My birth family is a hodgepodge of diversity. My oldest brother and I are Muslims. The twins are devout Christians. My oldest sister is agnostic and still the other holds more of our Native Lakota heritage beliefs. My other brother is the most atheist that I’ve ever seen. We all have or had children. Now we all have grandchildren. It was an embarrassment to us that our children barely know each other, yet they are cousins. Our mother would not be pleased. Let me assure you that this was not how we were raised. We know better. We just let emotions and passions, obstinacy and stupidity get in the way of reason and logic and family. We forgot that we were blood. We Muslims just celebrated Eid ul Adha. The my sisters are preparing for Christmas and the Winter Solstice. My second brother is just waiting to see whose menu he wants to partake. We are all looking forward to my birthday. These are indeed times for family. Even though we are separated by miles, the distances are less than 10 hours apart. Fortunately, my oldest brother lives in a place of continual warm weather. He has taken the lead and opened his home to ALL of us and our passels of tag-alongs.

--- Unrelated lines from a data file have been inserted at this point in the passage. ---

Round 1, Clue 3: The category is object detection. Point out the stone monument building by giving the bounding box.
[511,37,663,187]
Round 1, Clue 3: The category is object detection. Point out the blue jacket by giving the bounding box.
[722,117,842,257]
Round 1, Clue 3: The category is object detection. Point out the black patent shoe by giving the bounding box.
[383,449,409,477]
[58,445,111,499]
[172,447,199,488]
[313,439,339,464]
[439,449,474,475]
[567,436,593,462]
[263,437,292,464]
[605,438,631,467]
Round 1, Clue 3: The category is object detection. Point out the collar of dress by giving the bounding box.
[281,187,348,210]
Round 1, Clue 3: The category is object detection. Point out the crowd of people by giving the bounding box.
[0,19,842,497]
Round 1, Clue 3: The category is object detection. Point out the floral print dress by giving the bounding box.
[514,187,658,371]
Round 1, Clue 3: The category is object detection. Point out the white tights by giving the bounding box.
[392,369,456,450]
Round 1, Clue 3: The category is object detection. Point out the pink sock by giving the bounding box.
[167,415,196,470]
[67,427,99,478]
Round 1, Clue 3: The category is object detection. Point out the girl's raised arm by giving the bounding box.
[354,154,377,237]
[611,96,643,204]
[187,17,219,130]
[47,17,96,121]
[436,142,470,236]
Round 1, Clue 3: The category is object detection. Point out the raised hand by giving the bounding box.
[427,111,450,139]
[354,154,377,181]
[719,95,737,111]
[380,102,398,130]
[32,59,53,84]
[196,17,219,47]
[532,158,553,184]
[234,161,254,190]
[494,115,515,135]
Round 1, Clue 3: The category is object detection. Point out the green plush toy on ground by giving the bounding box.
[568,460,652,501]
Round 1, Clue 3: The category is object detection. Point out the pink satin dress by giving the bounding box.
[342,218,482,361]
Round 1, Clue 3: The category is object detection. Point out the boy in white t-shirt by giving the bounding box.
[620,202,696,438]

In this season of family, I am reaching out and rebuilding mine. Life’s too short to hold a grudge. Let go. For real. Call somebody. If nothing else your side of the street will be clean. And who among us couldn’t use a little cleanliness?



PEACE!
ADD


PS: Thank you Cindy and Stacey (you know who you are!)

1 comments:

SarahB said...

How wonderful that you and your siblings are reuniting!